In the context of a rasterio file, the original coordinates $x$ and $y$
represent columns and rows for the pixel array, and the affine map $x'$ and $y'$
represent the latitude and longitude.

The `b` and `d` entries are zero because our image is aligned with the equator
and prime meridian. The `a` and `e` coordinates are giving the scalings for
latitude and longitude (the negative `e` means we index top to bottom, as we saw
earlier), while `c` and `f` give the top-left corner (minimum longitude and
maximum latitude) of the image.

When we used `raster_file.read` to get a slice of the full image, we didn't
alter the rotation or scalings, so `a`, `b`, `d` and `e` don't change. But
we need to adjust `c` and `e`, because the top-left corner of our bounding
box for New York county isn't the same as the top-left corner of the full
image:


In [0]:
rfa = raster_file.affine
ny_affine = Affine(
  rfa.a, rfa.b, lon_min,
  rfa.d, rfa.e, lat_max
)

Now that we have an affine mapping for our slice of the data, we can
isolate the pixels that land inside of New York county using
the `rasterio.features.rasterize` function.

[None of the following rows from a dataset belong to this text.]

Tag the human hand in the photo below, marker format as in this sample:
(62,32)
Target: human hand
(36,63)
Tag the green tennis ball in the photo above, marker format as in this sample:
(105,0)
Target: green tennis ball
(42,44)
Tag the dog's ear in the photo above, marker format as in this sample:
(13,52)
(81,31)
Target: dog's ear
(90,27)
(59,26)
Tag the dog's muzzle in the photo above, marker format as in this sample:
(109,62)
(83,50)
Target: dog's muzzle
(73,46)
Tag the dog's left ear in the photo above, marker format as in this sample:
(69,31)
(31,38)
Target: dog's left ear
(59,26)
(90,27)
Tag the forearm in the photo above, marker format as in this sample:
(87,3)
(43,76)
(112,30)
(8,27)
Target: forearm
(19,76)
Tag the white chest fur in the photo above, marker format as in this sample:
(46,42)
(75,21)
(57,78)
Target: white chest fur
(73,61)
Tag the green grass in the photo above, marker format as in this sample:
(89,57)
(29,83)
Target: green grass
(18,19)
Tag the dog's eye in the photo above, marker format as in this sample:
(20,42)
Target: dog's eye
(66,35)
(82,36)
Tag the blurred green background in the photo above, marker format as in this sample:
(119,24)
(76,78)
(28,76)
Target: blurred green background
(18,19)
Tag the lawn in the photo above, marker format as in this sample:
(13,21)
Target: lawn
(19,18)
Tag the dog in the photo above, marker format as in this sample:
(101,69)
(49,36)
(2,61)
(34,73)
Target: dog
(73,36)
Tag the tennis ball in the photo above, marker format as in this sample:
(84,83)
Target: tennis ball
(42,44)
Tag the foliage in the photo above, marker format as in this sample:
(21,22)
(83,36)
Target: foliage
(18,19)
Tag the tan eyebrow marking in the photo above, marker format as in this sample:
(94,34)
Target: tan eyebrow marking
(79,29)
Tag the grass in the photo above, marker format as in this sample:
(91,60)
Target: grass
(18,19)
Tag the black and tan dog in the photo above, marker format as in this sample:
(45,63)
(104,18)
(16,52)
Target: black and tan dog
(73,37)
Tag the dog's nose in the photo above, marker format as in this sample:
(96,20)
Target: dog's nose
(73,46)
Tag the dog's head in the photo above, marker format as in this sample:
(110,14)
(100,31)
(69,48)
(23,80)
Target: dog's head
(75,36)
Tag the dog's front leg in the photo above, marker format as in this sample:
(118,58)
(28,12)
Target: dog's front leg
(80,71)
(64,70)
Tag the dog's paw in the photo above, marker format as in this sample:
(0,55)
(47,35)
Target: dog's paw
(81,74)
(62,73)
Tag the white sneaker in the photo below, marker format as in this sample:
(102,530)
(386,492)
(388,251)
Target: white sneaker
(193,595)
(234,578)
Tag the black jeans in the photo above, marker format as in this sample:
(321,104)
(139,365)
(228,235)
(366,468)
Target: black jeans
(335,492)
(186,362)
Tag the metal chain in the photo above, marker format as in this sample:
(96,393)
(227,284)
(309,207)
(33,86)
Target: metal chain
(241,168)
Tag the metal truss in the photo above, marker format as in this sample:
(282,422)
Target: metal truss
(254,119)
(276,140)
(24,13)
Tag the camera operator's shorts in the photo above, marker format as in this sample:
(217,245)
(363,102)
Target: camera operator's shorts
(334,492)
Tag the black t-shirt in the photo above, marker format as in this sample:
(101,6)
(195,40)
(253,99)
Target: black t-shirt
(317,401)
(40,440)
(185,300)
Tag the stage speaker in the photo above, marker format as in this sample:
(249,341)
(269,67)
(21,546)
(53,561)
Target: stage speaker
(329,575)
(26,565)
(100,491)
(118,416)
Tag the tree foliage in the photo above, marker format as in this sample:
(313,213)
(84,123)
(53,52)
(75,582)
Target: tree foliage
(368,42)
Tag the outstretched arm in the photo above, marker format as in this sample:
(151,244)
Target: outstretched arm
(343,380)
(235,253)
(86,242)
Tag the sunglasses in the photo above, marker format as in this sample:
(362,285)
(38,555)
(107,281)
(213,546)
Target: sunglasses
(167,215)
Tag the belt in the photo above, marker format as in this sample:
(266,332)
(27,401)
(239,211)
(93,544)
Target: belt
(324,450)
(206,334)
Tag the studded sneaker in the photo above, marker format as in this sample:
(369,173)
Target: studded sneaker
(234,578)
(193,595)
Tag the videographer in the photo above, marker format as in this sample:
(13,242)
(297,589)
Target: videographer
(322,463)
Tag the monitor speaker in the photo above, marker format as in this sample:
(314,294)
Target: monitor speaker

This function takes as its first argument an iterable of `(geometry, value)`
pairs. It also takes in an affine mapping from pixel indices to `(longitude,
latitude)` coordinates and an array size, and it returns an array where the
pixel locations inside of each geometry object have been set to the
corresponding value.

By passing our `ny_shape` object with the value 0, and setting the default
`fill` value (which is what `featurize` uses for pixels that aren't in any
of the geometries) to 1, we can obtain a mask array, which is numpy's
convention for working with missing -- or in our case, irrelevant -- data.

Here we create a mask array `mask`, which is 0 for all pixels inside of
New York county and 1 for all pixels outside:



In [0]:
import rasterio.features
ny_mask = rasterio.features.rasterize(
    shapes=[(ny_shape, 0)],
    out_shape=ny_raster_array.shape,
    transform=ny_affine,
    fill=1,
    dtype=np.uint8,
)
plt.imshow(ny_mask)


Finally using this mask we can work with luminosity data for just Manhattan.
For eample, we can re-create our plot of the nighttime lights, zeroing out
all the pixels outside Manhattan:


In [0]:
plt.imshow(ny_raster_array * (1 - ny_mask))


Similarly, by making a `numpy` masked array, we can use numpy's masked-data
functions to compute statistics about the light distribution in new york
county:


In [0]:
ny_masked = np.ma.array(
    data=ny_raster_array,
    mask=ny_mask.astype(bool)
)
print 'min: {}'.format(ny_masked.min())
print 'max: {}'.format(ny_masked.max())
print 'mean: {}'.format(ny_masked.mean())
print 'standard deviation: {}'.format(ny_masked.std())